ソラコムとKDDIはGSM Association (以下、GSMA) (注1) が策定したIoT機器向け次世代eSIM規格「SGP.32」対応のIoT SIMおよびプロファイル管理機能を共同開発し、商用化に向けた検証を完了しました。ソラコムは2026年7月7日から、KDDIは2026年度下期から、順次サービス提供を開始します。国内通信事業者として、「SGP.32」対応のIoT SIMおよびプロファイル管理機能を商用提供するのは初めて (注2) となります。
昨今、IoT機器は世界中のさまざまな業界・業種で活用されている一方で、BCP対策を目的としたネットワークの冗長化や、画像・動画などの大容量通信、海外ローミング規制国における通信手段の確保など、求められる要件が多様化しています。加えて、従来のIoT通信では、あらかじめ契約したプロファイルの利用を前提とした運用が一般的である中、将来的な利用環境の変化にも柔軟に対応できるIoT通信への需要が高まっています。

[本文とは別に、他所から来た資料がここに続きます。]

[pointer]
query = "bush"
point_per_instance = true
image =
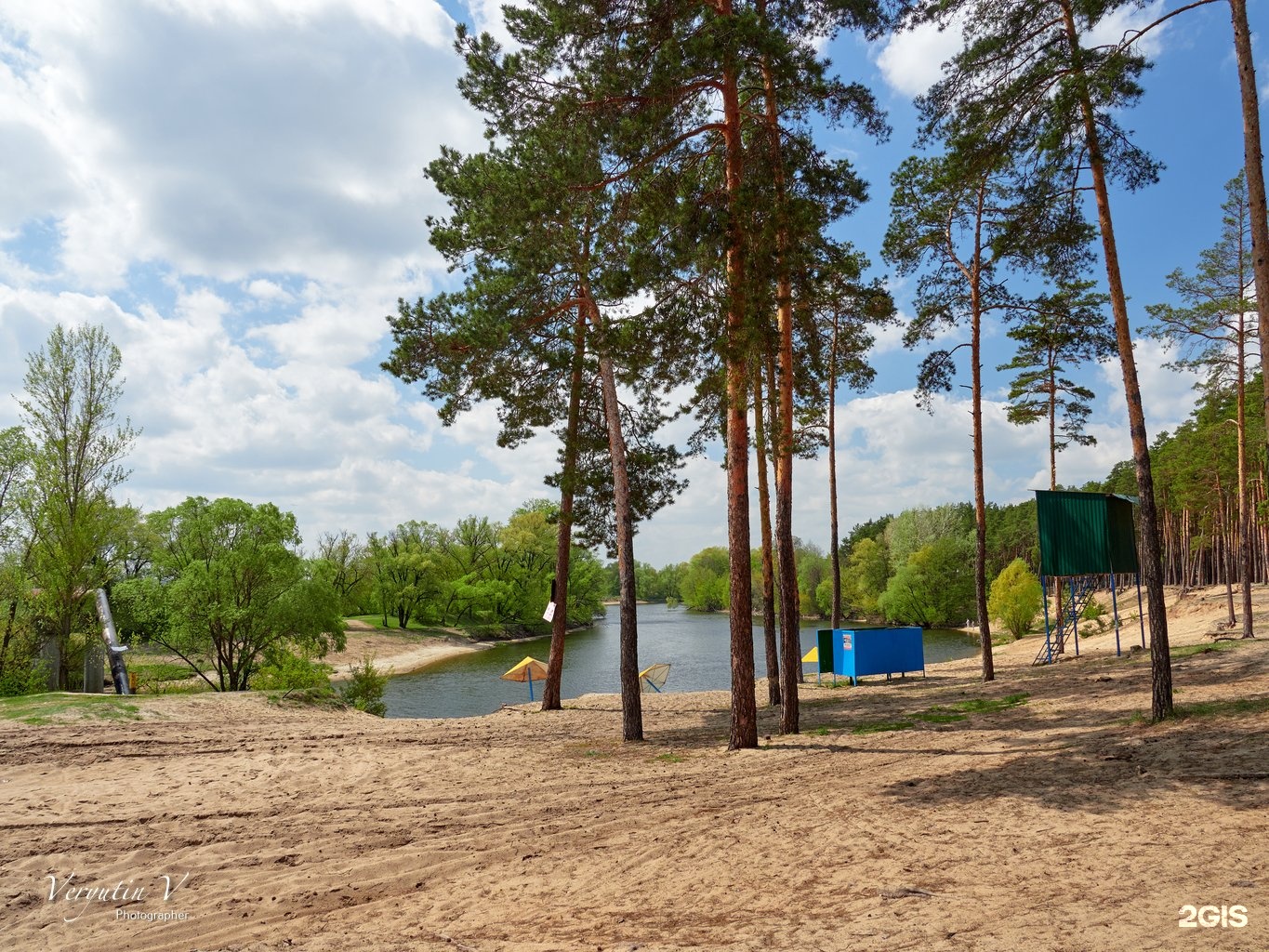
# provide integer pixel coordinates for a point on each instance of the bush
(1015, 598)
(1092, 611)
(289, 671)
(364, 690)
(24, 678)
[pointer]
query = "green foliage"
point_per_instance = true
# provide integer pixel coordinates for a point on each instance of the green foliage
(1063, 332)
(1092, 611)
(919, 527)
(866, 574)
(364, 688)
(934, 587)
(24, 676)
(235, 590)
(73, 386)
(1015, 598)
(61, 708)
(706, 584)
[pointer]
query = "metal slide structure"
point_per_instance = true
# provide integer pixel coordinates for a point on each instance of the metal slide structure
(114, 650)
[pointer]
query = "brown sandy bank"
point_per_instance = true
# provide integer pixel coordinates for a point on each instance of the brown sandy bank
(1061, 822)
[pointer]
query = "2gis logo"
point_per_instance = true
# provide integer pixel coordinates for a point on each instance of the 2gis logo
(1212, 917)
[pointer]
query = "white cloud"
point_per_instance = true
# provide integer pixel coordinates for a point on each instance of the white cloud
(911, 61)
(229, 139)
(1126, 20)
(1167, 395)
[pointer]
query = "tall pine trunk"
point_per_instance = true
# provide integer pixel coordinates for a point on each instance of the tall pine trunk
(1052, 479)
(1244, 510)
(980, 501)
(764, 510)
(834, 546)
(744, 706)
(1151, 566)
(563, 538)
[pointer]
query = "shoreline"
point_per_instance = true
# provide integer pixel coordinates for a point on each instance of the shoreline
(275, 826)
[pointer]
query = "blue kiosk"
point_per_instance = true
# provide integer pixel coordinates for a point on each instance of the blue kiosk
(854, 653)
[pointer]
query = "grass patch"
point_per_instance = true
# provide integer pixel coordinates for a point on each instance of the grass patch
(162, 670)
(1191, 650)
(1234, 707)
(323, 697)
(985, 705)
(939, 715)
(49, 708)
(882, 726)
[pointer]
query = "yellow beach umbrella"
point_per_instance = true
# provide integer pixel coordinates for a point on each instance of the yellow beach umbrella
(813, 656)
(654, 678)
(527, 670)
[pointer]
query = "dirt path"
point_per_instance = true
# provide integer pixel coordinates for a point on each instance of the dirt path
(1061, 822)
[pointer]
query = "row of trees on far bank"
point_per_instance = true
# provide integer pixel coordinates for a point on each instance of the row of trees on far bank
(654, 216)
(915, 567)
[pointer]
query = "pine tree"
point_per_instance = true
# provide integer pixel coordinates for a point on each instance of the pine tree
(1028, 75)
(1213, 330)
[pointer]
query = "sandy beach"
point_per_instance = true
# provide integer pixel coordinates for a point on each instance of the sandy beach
(1050, 816)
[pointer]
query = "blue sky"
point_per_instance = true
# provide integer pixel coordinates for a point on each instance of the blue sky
(233, 190)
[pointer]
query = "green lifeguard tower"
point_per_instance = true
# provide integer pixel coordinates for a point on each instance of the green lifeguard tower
(1084, 536)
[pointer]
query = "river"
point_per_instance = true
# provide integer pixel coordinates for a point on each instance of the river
(694, 645)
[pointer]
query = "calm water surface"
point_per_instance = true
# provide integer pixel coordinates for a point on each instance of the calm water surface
(694, 645)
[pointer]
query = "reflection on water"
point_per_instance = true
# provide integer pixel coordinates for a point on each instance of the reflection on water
(697, 646)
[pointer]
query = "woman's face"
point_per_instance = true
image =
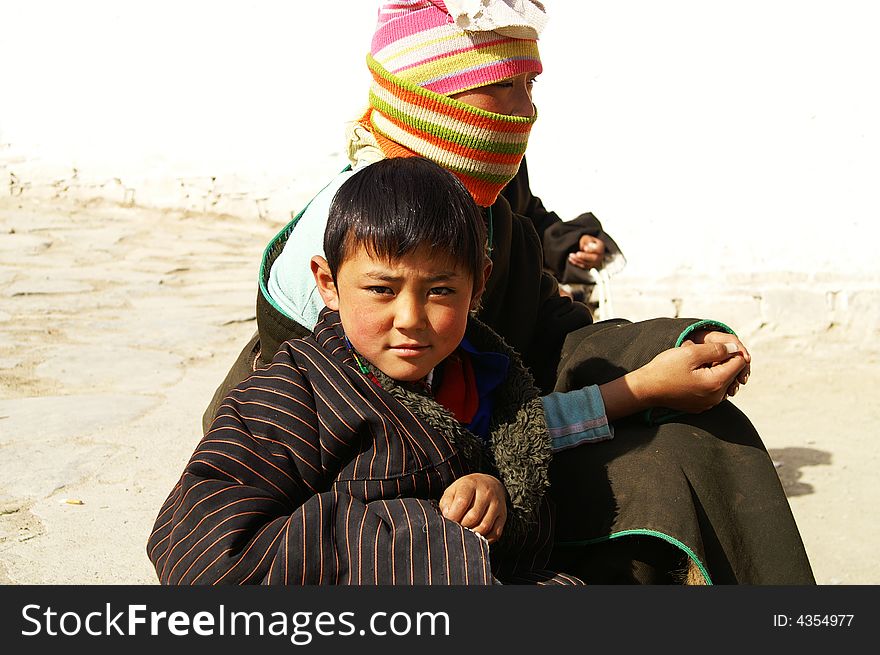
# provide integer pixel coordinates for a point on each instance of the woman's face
(511, 97)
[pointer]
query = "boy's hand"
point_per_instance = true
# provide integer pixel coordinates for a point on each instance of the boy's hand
(694, 377)
(477, 501)
(590, 253)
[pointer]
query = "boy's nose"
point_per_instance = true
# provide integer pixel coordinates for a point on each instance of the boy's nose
(522, 104)
(409, 313)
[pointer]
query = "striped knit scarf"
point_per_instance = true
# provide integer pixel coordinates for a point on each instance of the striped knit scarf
(482, 148)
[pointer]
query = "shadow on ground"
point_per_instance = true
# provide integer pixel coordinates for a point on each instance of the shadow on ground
(790, 463)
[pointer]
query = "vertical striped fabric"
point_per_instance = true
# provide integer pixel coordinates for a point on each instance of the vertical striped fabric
(311, 474)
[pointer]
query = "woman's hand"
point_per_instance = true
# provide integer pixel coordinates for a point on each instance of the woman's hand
(714, 336)
(591, 253)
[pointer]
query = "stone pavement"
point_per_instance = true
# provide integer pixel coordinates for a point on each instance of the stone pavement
(117, 323)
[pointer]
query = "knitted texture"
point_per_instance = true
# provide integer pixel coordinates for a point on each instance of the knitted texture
(481, 148)
(417, 41)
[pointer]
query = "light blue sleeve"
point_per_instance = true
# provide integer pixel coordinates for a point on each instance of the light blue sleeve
(576, 417)
(291, 284)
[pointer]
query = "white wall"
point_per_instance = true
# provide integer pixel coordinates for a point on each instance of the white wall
(732, 149)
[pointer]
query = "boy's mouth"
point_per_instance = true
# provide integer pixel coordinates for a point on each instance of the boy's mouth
(409, 349)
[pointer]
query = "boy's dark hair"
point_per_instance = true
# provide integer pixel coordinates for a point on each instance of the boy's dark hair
(395, 206)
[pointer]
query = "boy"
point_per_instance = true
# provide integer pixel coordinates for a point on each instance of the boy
(394, 444)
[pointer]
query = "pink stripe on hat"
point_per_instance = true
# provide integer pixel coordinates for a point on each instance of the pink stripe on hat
(418, 41)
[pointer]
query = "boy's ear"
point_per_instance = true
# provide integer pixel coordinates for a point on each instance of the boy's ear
(480, 286)
(324, 280)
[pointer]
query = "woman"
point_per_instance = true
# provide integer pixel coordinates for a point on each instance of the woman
(686, 482)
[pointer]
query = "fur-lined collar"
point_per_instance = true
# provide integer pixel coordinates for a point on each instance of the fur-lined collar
(519, 443)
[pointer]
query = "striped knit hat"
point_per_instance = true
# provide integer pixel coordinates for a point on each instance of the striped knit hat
(421, 54)
(452, 50)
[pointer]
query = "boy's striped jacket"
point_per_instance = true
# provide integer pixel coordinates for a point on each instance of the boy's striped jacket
(313, 474)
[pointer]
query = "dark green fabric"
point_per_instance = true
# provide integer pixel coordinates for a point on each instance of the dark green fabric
(704, 482)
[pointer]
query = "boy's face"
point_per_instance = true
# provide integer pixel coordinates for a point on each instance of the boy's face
(404, 316)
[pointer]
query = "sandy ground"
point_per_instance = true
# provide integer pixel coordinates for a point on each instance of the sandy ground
(117, 323)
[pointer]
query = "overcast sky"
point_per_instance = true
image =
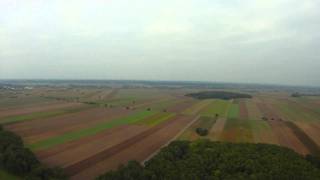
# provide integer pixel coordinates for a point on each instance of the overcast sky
(261, 41)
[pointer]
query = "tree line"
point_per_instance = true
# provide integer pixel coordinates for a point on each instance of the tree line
(206, 160)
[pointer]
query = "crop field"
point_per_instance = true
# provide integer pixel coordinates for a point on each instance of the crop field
(88, 131)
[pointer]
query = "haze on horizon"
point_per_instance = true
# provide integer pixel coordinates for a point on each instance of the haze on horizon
(242, 41)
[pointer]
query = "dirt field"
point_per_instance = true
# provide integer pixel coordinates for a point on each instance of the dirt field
(88, 131)
(137, 149)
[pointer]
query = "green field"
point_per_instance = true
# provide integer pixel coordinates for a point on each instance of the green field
(196, 108)
(218, 106)
(237, 130)
(203, 122)
(74, 135)
(38, 115)
(233, 111)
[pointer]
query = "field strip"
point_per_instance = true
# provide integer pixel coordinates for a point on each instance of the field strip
(79, 166)
(284, 134)
(217, 129)
(174, 138)
(196, 108)
(156, 119)
(71, 136)
(51, 125)
(26, 111)
(41, 115)
(138, 151)
(313, 148)
(83, 149)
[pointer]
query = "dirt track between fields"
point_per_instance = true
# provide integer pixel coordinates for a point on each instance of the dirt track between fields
(37, 130)
(138, 148)
(283, 133)
(28, 110)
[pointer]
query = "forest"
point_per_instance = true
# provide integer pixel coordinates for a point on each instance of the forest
(203, 159)
(20, 161)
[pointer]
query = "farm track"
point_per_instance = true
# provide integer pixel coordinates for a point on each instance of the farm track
(28, 110)
(139, 150)
(217, 129)
(82, 149)
(243, 111)
(304, 138)
(43, 128)
(77, 167)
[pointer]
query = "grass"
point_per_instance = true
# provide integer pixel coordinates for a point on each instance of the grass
(157, 118)
(218, 106)
(304, 138)
(196, 108)
(36, 115)
(6, 176)
(295, 113)
(32, 116)
(233, 111)
(74, 135)
(262, 132)
(202, 122)
(237, 130)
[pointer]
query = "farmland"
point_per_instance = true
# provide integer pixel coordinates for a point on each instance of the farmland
(89, 130)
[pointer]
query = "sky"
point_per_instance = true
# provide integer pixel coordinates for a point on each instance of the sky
(241, 41)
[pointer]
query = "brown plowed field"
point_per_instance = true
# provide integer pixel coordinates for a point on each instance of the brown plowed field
(90, 146)
(47, 107)
(43, 128)
(283, 133)
(217, 129)
(138, 148)
(243, 111)
(181, 106)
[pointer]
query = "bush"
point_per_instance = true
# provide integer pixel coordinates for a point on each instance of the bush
(45, 173)
(206, 160)
(18, 160)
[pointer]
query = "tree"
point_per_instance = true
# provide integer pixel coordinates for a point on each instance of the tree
(206, 160)
(19, 160)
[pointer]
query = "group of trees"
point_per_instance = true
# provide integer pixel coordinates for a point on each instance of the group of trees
(20, 161)
(203, 159)
(218, 95)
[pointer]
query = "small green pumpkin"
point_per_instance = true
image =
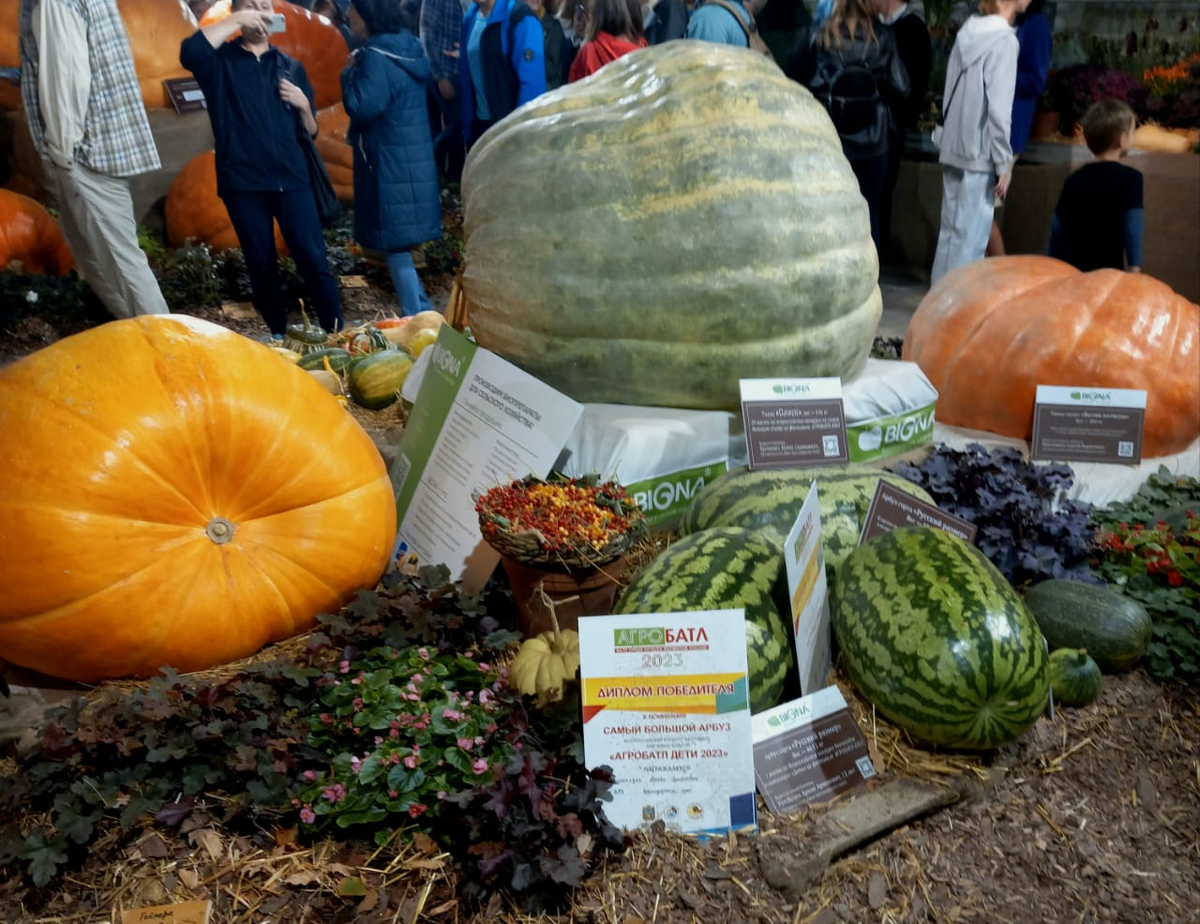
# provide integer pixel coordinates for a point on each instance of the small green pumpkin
(1074, 677)
(339, 359)
(376, 379)
(305, 337)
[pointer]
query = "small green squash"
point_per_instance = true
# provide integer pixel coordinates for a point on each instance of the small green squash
(1114, 629)
(717, 232)
(339, 359)
(1074, 677)
(376, 379)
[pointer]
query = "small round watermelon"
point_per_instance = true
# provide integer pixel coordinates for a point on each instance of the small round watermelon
(723, 569)
(937, 640)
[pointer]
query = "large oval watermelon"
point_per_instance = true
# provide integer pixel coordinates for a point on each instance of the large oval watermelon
(724, 569)
(937, 640)
(769, 501)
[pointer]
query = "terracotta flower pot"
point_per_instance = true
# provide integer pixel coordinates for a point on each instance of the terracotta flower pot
(573, 593)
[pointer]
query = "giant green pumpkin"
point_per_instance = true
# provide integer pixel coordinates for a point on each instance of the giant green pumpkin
(679, 220)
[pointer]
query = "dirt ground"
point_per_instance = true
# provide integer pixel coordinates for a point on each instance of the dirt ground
(1093, 816)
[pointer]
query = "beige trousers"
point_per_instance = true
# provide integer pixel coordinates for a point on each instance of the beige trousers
(96, 216)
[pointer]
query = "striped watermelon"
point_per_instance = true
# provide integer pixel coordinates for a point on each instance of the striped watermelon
(723, 569)
(937, 640)
(768, 502)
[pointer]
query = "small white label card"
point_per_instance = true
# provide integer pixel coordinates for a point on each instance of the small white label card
(478, 421)
(792, 423)
(809, 592)
(892, 508)
(1087, 424)
(808, 750)
(666, 705)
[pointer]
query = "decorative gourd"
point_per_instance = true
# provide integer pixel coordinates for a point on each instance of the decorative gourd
(1115, 629)
(309, 37)
(195, 213)
(178, 507)
(546, 663)
(333, 124)
(337, 359)
(1074, 677)
(713, 231)
(306, 337)
(988, 334)
(30, 237)
(155, 29)
(937, 640)
(376, 379)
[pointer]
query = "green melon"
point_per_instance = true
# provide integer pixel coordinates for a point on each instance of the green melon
(701, 225)
(769, 501)
(1074, 677)
(937, 640)
(724, 569)
(1114, 629)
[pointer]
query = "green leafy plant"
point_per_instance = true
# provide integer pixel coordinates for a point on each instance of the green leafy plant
(1149, 547)
(407, 727)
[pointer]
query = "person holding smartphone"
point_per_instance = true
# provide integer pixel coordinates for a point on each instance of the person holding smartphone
(255, 96)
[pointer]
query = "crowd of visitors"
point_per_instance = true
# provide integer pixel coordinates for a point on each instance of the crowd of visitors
(426, 78)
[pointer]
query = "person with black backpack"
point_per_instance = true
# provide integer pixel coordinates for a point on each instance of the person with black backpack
(851, 65)
(501, 63)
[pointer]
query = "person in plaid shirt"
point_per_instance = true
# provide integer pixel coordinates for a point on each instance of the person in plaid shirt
(439, 27)
(83, 106)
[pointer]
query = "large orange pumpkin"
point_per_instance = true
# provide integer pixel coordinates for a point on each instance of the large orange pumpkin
(30, 237)
(195, 211)
(988, 334)
(155, 29)
(177, 495)
(309, 37)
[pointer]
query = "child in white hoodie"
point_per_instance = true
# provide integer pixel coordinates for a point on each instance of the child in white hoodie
(976, 154)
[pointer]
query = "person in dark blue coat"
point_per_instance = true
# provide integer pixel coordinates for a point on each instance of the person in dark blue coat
(396, 201)
(502, 63)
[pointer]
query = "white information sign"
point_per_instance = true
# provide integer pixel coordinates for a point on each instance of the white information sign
(666, 705)
(809, 593)
(808, 750)
(477, 421)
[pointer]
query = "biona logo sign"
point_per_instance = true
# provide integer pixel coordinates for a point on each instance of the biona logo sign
(791, 715)
(899, 431)
(447, 361)
(667, 493)
(658, 636)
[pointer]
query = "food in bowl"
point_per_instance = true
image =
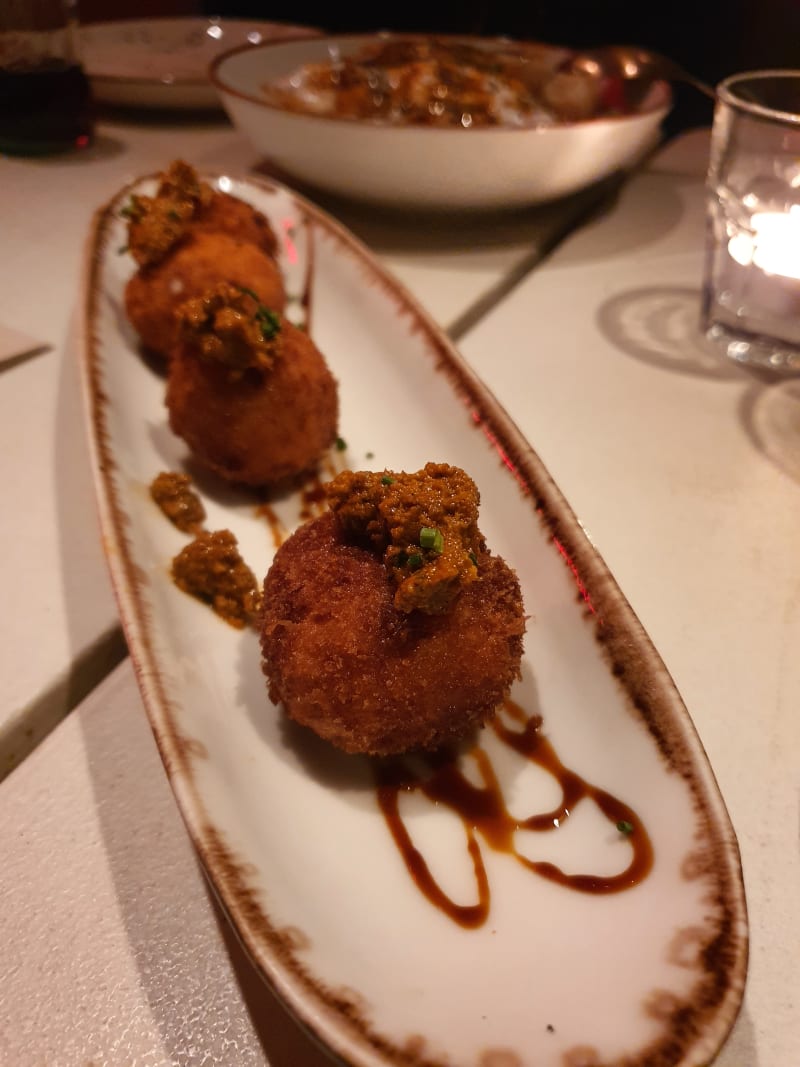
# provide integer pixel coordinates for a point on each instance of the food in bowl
(387, 624)
(425, 165)
(438, 82)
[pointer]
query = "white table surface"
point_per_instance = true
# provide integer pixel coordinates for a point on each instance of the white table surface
(59, 632)
(686, 474)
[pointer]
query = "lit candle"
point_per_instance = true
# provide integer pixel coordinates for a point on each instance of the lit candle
(772, 244)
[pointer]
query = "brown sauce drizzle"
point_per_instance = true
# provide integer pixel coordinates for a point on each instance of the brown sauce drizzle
(277, 529)
(482, 810)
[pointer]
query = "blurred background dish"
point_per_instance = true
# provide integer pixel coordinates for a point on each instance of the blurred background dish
(518, 149)
(163, 62)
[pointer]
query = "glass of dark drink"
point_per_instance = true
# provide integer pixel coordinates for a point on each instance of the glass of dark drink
(45, 96)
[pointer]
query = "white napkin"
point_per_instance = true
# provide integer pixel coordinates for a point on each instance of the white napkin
(15, 345)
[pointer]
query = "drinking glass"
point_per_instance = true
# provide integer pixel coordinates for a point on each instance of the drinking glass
(45, 97)
(751, 286)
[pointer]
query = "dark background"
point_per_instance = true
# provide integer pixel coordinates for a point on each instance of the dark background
(712, 38)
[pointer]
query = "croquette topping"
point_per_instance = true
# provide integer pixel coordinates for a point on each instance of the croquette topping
(425, 525)
(174, 494)
(157, 223)
(228, 324)
(211, 569)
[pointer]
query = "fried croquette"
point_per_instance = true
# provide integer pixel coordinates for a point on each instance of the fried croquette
(249, 392)
(185, 205)
(154, 293)
(377, 677)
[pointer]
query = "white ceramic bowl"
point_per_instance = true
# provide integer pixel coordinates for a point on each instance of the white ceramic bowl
(421, 165)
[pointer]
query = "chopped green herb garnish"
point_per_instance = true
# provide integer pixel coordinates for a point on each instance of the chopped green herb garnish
(431, 538)
(267, 319)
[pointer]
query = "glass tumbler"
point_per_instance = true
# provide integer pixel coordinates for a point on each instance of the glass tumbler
(751, 285)
(45, 96)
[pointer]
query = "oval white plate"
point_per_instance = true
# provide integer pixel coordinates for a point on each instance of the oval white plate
(163, 62)
(290, 831)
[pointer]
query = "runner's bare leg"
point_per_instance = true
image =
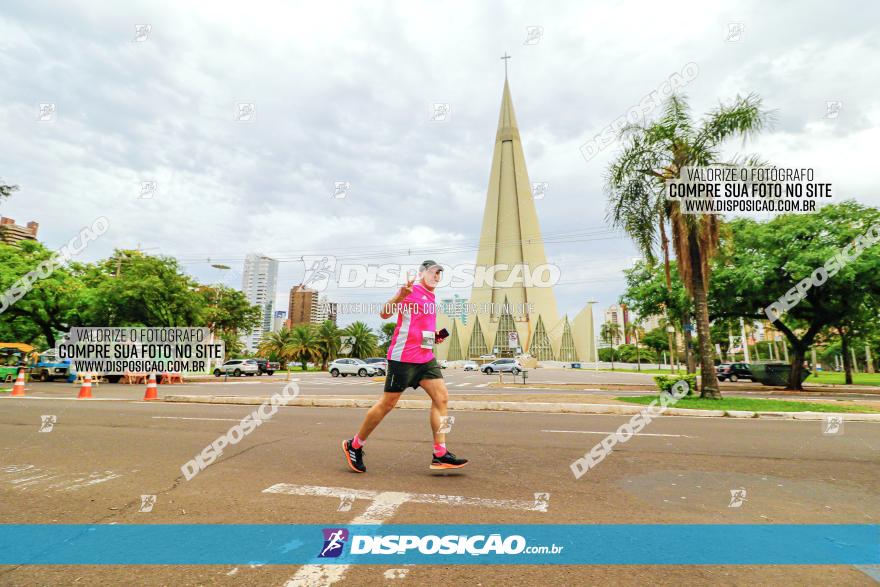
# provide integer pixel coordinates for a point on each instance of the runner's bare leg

「SGP.32」はIoT SIMの物理的な交換を行うことなく、IoT SIM内のプロファイルを遠隔操作で切り替えることが可能な規格です。また、「SGP.32」に対応したIoT SIMとプロファイル管理機能は、ソラコムおよびKDDIのプロファイルに加え、他社通信事業者のプロファイルも含めて管理・選択・切替が可能となります (注3) 。これにより、用途や利用エリアに応じて最適なプロファイルを選択できるほか、将来的な運用変更が生じた場合には、遠隔からプロファイルを再選択することも可能です。
なお、「SGP.32」対応IoT SIMおよびプロファイル管理機能の共同開発は、2025年3月に両社が締結したIoT分野における協業に関する包括契約に基づき (注4) 、相互の技術協力により実現しました。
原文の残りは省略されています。